English Idioms


(May Day) hating fascist !

Quelle serait la traduction de hating fascist ?
Si on le demande à Gimglish on obtient :


"Here is the vocabulary you requested :
to hate: détester, haïr
Excerpt: May Day hating fascist!"


Avec ça, je suis bien avancé !

12 comments

  • Dear Jean-Paul,
    I can't gather anything in such expression.


    What is that "May Day"?


    Mayday (in one single word) is an expression of the navigation phraseology. It comes from French "m'aider" and is to be repeated 3 times in a row at the start of a distress message.


    A person could possibly go by "May Day" as a nickname.


    Facist is an adjective, not a noun.
    If it were "to hate facism", that would make sense.


    It would be fair to tell the context where you picked that expression.


    A lot of good that's done you! (= Te voilà bien avancé!)
  • Again, pardon me for chiming in.


    'A May Day hating facsist' is a person with a utter right-wing political persuasion, who is not all fond of the first day of May, celebrated as holiday in Germany and Austria (and other countries, but not France), commemorating the strike of the North Amercican Laborer Movement on the 1st May of 1886. This day was later established as 'left' holiday.

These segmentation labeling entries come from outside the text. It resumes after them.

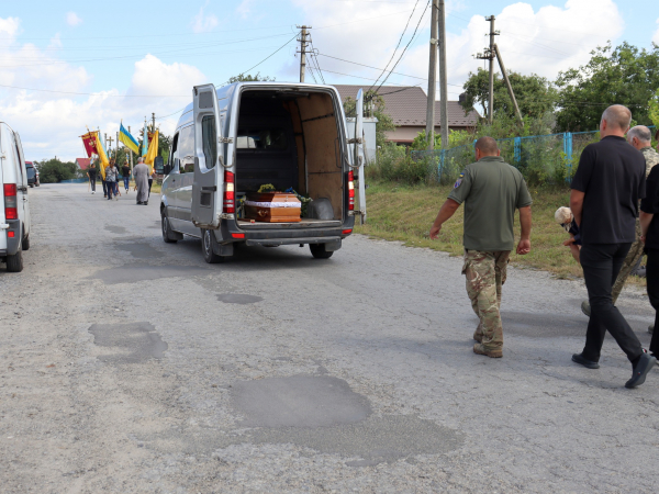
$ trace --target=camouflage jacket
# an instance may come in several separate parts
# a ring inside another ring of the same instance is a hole
[[[646,178],[650,175],[650,170],[655,165],[659,165],[659,153],[651,147],[644,147],[641,150],[643,156],[646,159]]]

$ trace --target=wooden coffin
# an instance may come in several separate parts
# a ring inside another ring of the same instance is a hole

    It takes no wonder that our little fascist does not love that kind of holidays.
  • Oh I see, a homonymy:
    a homonym is a couple of words that share the same spelling and the same pronounciation, but a different sense: bow, left, skate, stalk...
    May Day (The first day of May, a holiday in honor of working people, as Whacky said plutôt left, whereas the fascist is to be said a person with rather right-wing attitudes)
    and
    May Day(a signal by people being in danger and needing help)
    Thanks for the superintelligent and hilarious reports of Whacky and Joe the crazy to this subject!


    CW Gwendo
  • What small-minded a screwball that Joe!
    As a leftist he didn't even remember what he was used to doing on every May Day: demonstrating!
    As an atheist he didn't even remember that there were sadly three and only three non-working days in his country that weren't of religious origin. The May Day is the most striving one for a leftist the kind of Joe!


    What narrow-minded a screwball that Joe!
    Is his active vocabulary restricted to his navigation phraseology? When he watched two days ago on his telly screen (as did scores of people thoughout the world) a fighter hit by a missile overhead Benghazi, did he just think "Oh! That pilot couldn't send a mayday, neither on his operational frequentie, nor on 121.5 MHz?"


    What a lucky buddy that Joe! He got a relevant and acute reminder from Whacky the brainy. So much the better!


    Moreover it doesn't come as a mild surprise that the crazy Joe was delighted by reading again the Gwendo! (It's been so long...)


    CW & CW


    Warning:
    first CW: just as Gwendo's, means 'corrections welcome'
    second CW: for 'corrections (eagerly) wanted'
  • From Whacky:
    (...) 'A May Day hating facsist' is a person with a utter right-wing political persuasion, who is not all fond of the first day of May,... (...)
    It takes no wonder that our little fascist does not love that kind of holidays.

     
    Logically speaking, Whacky, it seems to me that it should be the opposite. According to your definition the expression should say that a facist is hating May Day.
    I wonder whether a "May Day hating facist" does not point out a left-winger.
    Am I wrong?
    Sandy
    CW
  • Okay dokey, Whacky, I just get knowing I was wrong. In the expression, "May Day" is the object of the verb and the facist is the subject.
    You wrote "A May Day hating facist", the article A helped me to catch the meaning.
    Sorry. We should never call your say into question.
    Sandy
  • From Joe the screwball:
    (...) "Oh! That pilot couldn't send a mayday, neither on his operational frequentie, nor on 121.5 MHz?"
    (...)
    CW & CW (...)

     
    CW & CW ? Here you are Joe!
    Logically speaking two negations working accordingly in a sentence make the statement positive.
    So you had better write:
    Oh! That pilot couldn't send a mayday, either on his operational frequentie, or on 121.5 MHz.
    Ha ha ha!
    Sandy
    CW (a single one will do)
  • From Jean-Paul Pierre:
    Quelle serait la traduction de hating fascist ?
    Si on le demande à Gimglish on obtient :


    "Here is the vocabulary you requested :
    to hate: détester, haïr
    Excerpt: May Day hating fascist!"


    Avec ça, je suis bien avancé !

     
    Hey, Jean-Paul! Were you struck dumb with astonishment at reading Whacky's explanation? or maybe me talking rubbish?
  • The whole thing would have been more obvious, had the compound adjective (is that the correct grammar term?) marked as such by a hyphen:


    'A May-Day-hating fascist' would haven been more understable, like other compound adjectives:


    A Christmas-loving child
    An Easter-celebrating catholic
    A lefty-beating fascist


    Mind you, reality is not that well-ordered, hence it could also be the other way round:
    A fascist-beating lefty.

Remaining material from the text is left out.